Facebook has some explaining to do…again.

A video posted by Daily Mail on the platform shows Black men being harassed by a white onlooker who eventually calls the police on the Black men for allegedly trespassing. The situation worsened after several Facebook users reportedly received an automated message asking if they would like to “keep seeing videos about Primates,” reports the New York Times. In response to the Artificial Intelligence (AI) blunder, Facebook has issued an apology. 

A former Facebook employee, Darci Groves, sounded an alarm through a Facebook feedback forum after receiving notice from a friend. She also took to Twitter to expose the AI failure on Sept. 2.

“This ‘keep seeing’ prompt is unacceptable, @Facebook,” Groves wrote. “And despite the video being more than a year old, a friend got this prompt yesterday. Friends at FB, please escalate. This is egregious.”

In response to the forum, A Facebook product manager for their video service deemed the incident as “unacceptable” and vowed to make efforts to investigate the “root cause.”

Facebook immediately disabled the cryptic message after the AI failure was brought to their attention.

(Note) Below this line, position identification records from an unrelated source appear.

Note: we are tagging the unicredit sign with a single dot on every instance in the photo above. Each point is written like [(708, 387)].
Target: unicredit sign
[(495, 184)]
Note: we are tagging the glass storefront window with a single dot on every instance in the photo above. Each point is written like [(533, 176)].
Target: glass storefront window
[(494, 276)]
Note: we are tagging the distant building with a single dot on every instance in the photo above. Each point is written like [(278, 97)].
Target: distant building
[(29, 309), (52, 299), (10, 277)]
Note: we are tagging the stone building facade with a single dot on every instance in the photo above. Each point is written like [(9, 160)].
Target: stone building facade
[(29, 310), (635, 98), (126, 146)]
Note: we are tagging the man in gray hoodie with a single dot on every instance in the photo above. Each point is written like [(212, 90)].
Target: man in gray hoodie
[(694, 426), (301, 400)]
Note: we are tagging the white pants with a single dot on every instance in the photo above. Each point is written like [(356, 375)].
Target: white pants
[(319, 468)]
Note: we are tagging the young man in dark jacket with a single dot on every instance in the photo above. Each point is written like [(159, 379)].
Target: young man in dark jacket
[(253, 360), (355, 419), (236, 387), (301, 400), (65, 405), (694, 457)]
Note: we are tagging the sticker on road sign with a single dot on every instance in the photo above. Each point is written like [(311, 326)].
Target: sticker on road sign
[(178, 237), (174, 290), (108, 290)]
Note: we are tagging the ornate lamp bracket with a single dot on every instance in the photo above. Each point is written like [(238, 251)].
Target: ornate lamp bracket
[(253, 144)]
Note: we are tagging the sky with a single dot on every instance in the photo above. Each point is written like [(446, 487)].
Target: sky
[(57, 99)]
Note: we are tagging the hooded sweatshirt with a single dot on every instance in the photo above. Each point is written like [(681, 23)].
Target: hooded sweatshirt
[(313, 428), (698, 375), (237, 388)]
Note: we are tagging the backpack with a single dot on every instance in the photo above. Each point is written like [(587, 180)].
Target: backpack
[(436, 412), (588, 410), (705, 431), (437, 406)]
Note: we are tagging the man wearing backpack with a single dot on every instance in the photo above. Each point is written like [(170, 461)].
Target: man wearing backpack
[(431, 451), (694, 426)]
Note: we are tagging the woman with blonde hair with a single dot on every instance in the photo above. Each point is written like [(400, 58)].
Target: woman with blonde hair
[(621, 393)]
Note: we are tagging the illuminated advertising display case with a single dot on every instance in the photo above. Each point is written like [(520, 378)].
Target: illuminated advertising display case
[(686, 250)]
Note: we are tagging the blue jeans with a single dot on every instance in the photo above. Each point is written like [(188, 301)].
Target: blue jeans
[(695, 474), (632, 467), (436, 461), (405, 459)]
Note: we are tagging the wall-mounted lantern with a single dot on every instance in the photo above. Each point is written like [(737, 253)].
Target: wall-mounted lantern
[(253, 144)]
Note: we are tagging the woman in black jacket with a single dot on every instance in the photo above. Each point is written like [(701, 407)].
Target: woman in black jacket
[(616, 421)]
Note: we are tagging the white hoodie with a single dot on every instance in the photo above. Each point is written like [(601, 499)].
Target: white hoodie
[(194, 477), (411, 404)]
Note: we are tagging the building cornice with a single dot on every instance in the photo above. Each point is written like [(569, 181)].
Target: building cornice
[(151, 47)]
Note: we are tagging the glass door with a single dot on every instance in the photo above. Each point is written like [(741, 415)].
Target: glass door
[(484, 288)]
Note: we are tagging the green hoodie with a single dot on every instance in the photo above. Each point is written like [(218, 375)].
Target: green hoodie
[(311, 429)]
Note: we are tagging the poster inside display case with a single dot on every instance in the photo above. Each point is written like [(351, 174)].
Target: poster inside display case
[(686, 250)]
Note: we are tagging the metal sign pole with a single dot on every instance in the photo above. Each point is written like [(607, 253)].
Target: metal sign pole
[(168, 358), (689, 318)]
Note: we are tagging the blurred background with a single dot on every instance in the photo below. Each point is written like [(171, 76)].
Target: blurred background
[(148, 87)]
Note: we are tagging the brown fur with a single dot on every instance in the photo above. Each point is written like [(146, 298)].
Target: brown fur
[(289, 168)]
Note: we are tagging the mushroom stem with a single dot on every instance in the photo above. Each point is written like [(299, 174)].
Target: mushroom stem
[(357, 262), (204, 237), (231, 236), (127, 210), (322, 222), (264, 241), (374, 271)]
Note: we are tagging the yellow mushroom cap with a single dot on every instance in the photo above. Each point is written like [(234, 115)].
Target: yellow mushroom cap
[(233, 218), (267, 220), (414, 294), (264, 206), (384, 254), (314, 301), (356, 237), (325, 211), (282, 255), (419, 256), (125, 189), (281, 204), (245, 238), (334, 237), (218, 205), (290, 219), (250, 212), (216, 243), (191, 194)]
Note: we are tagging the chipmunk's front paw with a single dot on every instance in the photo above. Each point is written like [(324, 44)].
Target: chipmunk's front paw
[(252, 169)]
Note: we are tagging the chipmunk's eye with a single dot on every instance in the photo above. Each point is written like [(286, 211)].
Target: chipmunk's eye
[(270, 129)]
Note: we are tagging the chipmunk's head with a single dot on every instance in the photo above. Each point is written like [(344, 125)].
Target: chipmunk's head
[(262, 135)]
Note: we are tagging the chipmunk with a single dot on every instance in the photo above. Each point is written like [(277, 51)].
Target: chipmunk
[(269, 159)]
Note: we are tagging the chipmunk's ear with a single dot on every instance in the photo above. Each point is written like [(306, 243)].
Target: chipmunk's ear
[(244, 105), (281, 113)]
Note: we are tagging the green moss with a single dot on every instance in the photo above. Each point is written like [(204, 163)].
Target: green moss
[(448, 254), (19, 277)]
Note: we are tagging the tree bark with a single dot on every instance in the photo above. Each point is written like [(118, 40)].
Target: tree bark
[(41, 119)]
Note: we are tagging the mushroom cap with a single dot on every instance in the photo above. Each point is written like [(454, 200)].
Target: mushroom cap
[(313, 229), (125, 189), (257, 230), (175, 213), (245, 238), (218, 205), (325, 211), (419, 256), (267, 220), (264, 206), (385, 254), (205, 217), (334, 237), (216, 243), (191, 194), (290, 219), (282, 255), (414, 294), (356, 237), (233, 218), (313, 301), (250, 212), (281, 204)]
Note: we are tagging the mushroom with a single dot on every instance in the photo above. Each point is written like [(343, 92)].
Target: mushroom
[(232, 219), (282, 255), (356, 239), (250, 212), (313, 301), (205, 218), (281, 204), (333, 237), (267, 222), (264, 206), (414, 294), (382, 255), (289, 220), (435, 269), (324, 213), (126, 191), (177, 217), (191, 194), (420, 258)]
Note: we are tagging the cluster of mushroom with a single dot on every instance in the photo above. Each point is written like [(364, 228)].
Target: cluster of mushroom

“As we have said, while we have made improvements to our A.I., we know it’s not perfect, and we have more progress to make,” Facebook spokesperson Dani Lever shared in a  statement. “We apologize to anyone who may have seen these offensive recommendations.”

Unfortunately, this is not Facebook’s first time under fire for its bias within their software. Previous boycotts from organizations such as the Anti-Defamation League, the NAACP, and Color of Change propelled Disney, Starbucks, and more multinational chains to suspend their campaigns. The pressure led Facebook to create a team to investigate anti-bias claims.

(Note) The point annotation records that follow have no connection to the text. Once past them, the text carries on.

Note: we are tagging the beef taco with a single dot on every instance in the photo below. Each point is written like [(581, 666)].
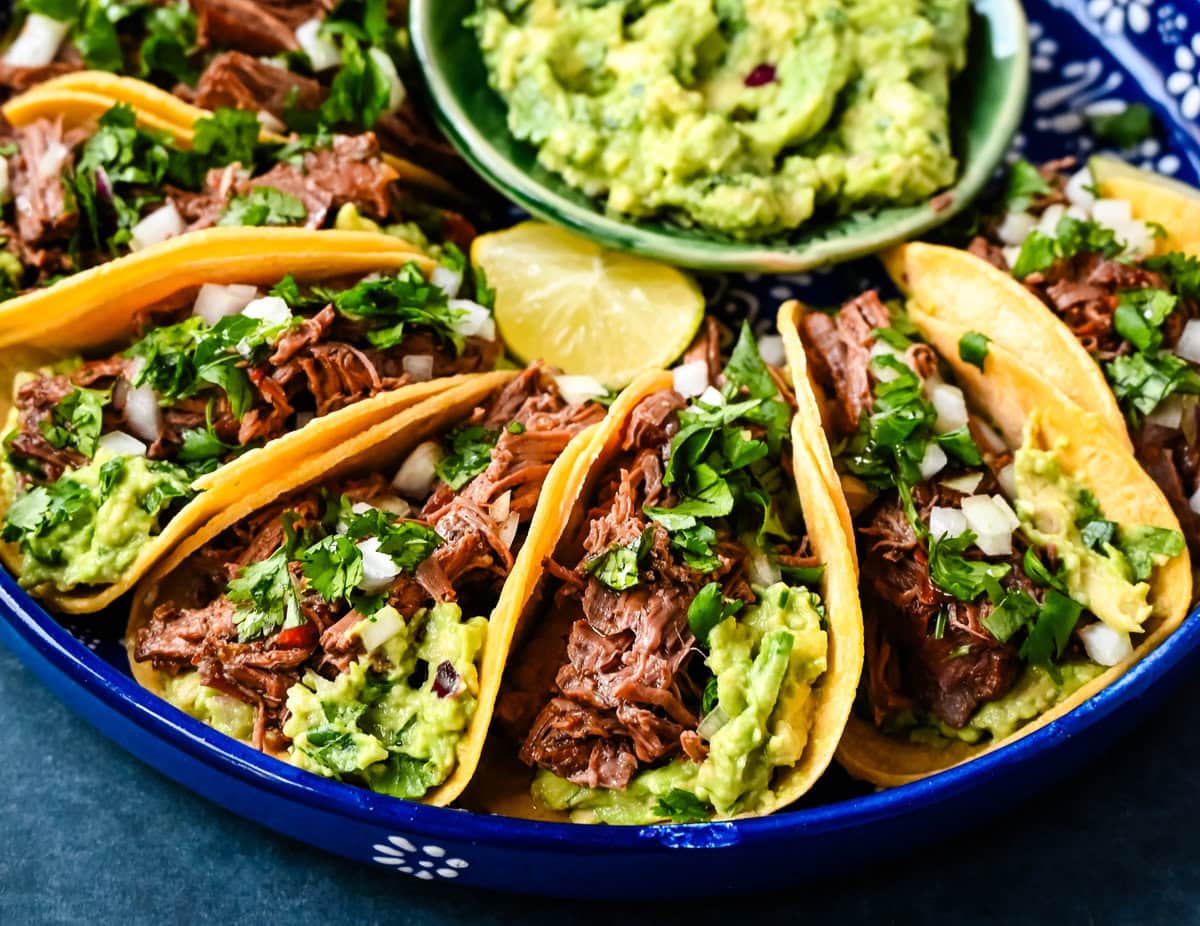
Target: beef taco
[(1013, 557), (89, 176), (1092, 277), (168, 382), (353, 615), (694, 649), (300, 66)]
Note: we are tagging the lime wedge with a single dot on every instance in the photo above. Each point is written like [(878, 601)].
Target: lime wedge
[(583, 308)]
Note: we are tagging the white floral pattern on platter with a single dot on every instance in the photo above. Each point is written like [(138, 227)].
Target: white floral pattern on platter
[(426, 863)]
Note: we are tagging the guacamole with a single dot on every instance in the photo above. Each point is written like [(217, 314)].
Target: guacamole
[(766, 661), (743, 116), (89, 527), (384, 721)]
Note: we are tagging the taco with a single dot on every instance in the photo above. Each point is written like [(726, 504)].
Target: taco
[(1013, 557), (694, 649), (352, 615), (149, 392), (88, 176), (301, 66), (1091, 277)]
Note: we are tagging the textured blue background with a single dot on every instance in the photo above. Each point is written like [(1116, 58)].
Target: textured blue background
[(90, 835)]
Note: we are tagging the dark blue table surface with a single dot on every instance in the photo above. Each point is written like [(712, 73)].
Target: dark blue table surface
[(90, 835)]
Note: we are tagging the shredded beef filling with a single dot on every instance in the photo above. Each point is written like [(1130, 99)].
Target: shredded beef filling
[(604, 690), (1084, 292), (315, 370), (469, 566)]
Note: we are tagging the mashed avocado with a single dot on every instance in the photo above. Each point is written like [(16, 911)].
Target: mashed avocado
[(1051, 505), (766, 661), (1035, 692), (382, 720), (89, 527), (739, 115)]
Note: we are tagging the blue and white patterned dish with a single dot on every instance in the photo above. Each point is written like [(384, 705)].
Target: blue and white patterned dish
[(1086, 54)]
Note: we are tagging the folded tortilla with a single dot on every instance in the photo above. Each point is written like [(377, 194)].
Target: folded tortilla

Facebooks recent AI blunder is a reminder that racism and implicit bias can spill into the work. Companies have a moral obligation and ethical responsibility to their users to ensure they are not worsening systemic inequalities through their technologies. Technologies are the future and companies such as Facebook must make their responsibility to prevent discrimination by being proactive with hiring diverse candidates in tech. More diverse candidates improvise AI and facial recognition by expanding unrepresented algorithms and widening training data.